Will Carlton play the villain? Source: JOE CASTRO / AAP
EVERY great fairytale needs a knight on a white steed and an evil enemy hell-bent on destruction.
Richmond is the feel-good story of this year's finals series, and Carlton is happy to play the dastardly villain from Visy Park.
The Tigers haven't played finals since 12 years; have six of the top seven players on the list of most AFL games without a final.
Carlton, meanwhile, was dead and buried six weeks ago and only is only playing finals because of Essendon's peptides scandal.
So while the Richmond army stampeded to Punt Rd on Saturday, a single rousing version of the Old Dark Navy Blue was Carlton's concession to finals.
Mick Malthouse was keeping a low-key presence in a short training session, but assistant coach Brad Green was happy to concede the Blues' role as the villain.
Nothing would be sweeter for Carlton than dumping their inner-city rivals from September after so much talk and so much hype.
"It is the romance of Chris (Newman) and not playing finals, and Richmond haven't played finals in a while," Green said.
"I hope (Chris does play) ... it's great for footy and it's great for him.
"But we are looking to knock them off, no doubt about that. It is finals footy, the atmosphere is going to be red-hot. It is a contested game, finals footy, and our boys have got to be ready for it, and I have got no doubt they are."
The Tigers might have won 16 of their 22 finals against the Blues, but that is ancient history right now.
More relevant is Carlton's record of 11 of the past 12 wins, with that record only tainted by a Round 1 Chris Yarran miss that denied the Blues.
The best part for the Blues is that they haven't even had to beat Richmond in recent years when they have faced off in Round 1.
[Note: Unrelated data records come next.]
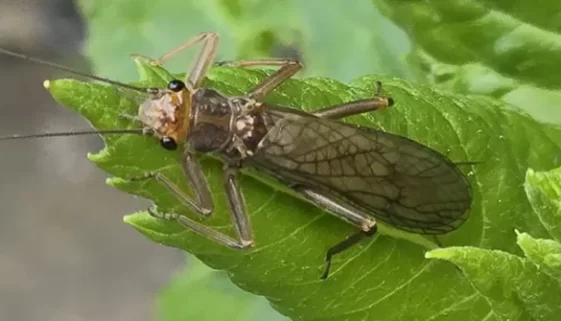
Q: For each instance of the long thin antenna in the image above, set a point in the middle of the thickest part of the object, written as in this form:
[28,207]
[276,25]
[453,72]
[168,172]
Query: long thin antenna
[137,131]
[72,71]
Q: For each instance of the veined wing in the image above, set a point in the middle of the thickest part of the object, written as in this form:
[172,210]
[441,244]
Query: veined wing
[397,180]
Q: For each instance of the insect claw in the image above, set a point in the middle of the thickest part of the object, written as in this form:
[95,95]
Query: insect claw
[146,176]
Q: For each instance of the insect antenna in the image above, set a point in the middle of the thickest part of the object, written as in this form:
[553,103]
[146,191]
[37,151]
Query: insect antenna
[137,131]
[75,72]
[468,163]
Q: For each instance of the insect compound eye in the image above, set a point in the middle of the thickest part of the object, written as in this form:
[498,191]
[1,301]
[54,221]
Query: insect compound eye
[168,143]
[176,85]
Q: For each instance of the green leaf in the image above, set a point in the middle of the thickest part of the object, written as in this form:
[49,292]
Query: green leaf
[545,254]
[510,51]
[215,298]
[544,192]
[514,287]
[386,278]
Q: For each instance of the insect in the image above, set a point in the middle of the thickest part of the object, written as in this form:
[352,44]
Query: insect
[357,174]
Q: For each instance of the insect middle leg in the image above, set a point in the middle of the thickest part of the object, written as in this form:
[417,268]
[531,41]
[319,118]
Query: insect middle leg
[203,203]
[345,212]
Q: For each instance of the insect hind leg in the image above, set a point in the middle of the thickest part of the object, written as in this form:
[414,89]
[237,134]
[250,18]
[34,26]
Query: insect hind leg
[345,212]
[378,102]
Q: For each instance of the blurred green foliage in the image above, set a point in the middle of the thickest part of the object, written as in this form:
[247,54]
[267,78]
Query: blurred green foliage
[510,50]
[455,46]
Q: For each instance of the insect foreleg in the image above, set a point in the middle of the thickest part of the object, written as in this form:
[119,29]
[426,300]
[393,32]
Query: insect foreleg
[288,67]
[202,63]
[202,204]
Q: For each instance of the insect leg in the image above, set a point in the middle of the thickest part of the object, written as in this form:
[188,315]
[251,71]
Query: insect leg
[236,203]
[345,212]
[288,67]
[356,107]
[203,203]
[344,245]
[199,228]
[203,61]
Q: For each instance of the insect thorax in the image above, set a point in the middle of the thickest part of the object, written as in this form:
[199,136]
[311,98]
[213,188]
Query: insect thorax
[231,126]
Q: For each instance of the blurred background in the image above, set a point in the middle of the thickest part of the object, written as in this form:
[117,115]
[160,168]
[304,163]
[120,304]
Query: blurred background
[65,253]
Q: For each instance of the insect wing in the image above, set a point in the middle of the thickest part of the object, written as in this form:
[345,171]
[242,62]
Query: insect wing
[399,181]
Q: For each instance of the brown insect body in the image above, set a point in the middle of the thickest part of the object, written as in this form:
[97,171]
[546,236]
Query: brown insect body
[376,172]
[357,174]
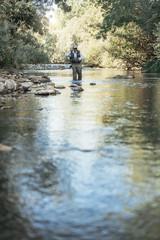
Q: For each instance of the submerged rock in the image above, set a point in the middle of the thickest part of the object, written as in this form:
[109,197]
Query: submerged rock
[77,89]
[26,85]
[59,86]
[123,77]
[46,92]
Instead they bunker down, let Richmond over-hype themselves, then watch on with glee as the Tigers implode on game day.
The Blues have tried that tactic again this week, refusing all but the most limited media opportunities and locking out fans from their mid-week session.
The edge between these two sides was evident when Richmond boxing coach John Vickery turfed out a Carlton spy from Tigers training this week.
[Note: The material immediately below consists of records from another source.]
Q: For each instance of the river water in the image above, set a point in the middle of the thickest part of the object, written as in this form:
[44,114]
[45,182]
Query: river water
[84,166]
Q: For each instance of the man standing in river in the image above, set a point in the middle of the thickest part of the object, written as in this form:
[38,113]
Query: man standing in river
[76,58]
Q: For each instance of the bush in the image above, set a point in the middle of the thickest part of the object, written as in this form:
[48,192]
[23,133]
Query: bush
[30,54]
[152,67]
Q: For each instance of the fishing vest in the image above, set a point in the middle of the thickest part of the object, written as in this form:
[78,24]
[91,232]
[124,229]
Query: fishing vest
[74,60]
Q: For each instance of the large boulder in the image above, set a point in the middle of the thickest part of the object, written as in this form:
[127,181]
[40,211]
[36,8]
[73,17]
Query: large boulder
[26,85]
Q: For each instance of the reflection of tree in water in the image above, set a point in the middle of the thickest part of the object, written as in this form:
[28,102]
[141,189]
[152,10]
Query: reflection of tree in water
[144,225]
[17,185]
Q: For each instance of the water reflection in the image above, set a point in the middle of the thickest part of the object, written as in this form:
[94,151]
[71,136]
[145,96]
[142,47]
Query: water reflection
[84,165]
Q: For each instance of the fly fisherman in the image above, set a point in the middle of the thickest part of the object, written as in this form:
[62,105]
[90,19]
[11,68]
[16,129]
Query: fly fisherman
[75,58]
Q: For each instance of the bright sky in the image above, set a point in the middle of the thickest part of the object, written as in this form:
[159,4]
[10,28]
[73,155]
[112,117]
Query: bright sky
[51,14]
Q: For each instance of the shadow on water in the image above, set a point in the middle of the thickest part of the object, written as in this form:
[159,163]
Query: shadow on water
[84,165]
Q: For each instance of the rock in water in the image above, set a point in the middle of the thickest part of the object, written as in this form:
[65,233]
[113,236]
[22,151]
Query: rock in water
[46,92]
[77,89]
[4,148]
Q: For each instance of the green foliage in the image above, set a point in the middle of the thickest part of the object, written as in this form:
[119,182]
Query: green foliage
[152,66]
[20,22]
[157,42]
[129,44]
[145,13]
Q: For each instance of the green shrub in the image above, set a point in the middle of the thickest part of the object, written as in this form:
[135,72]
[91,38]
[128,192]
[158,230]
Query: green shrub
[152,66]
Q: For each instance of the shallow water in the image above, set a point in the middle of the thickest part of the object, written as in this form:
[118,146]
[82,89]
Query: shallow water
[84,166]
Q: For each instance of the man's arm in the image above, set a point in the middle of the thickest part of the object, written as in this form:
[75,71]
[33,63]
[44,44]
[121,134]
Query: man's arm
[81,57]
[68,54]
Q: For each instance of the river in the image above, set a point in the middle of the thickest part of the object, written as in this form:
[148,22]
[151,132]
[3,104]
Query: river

But the Blues know this is a different Richmond side, a flint-hard Tigers team boasting 15 wins and a host of matchwinners.
Green reeled off the names - Dan Jackson, Trent Cotchin, Brett Deledio and Dustin Martin.
Cotchin was trounced by Ed Curnow just a month back with Martin worked over by Zach Tuohy.
Green made no promises about repeating the dose with those match-ups, but you can be assured Carlton won't gift Richmond another fast start this time.
Back in Round 21 Josh Bootsma was obliterated by Jack Riewoldt early - Malthouse won't make that mistake again.
On Saturday Malthouse was seen but not heard, but Green said he had his fingerprints all over the week.
"Look, he's got a lot of finals experience, he has been great. Mick has been Mick. He has kept it a normal week. He's kept it pretty calm towards the boys. No doubt he has got them firing up and ready to go."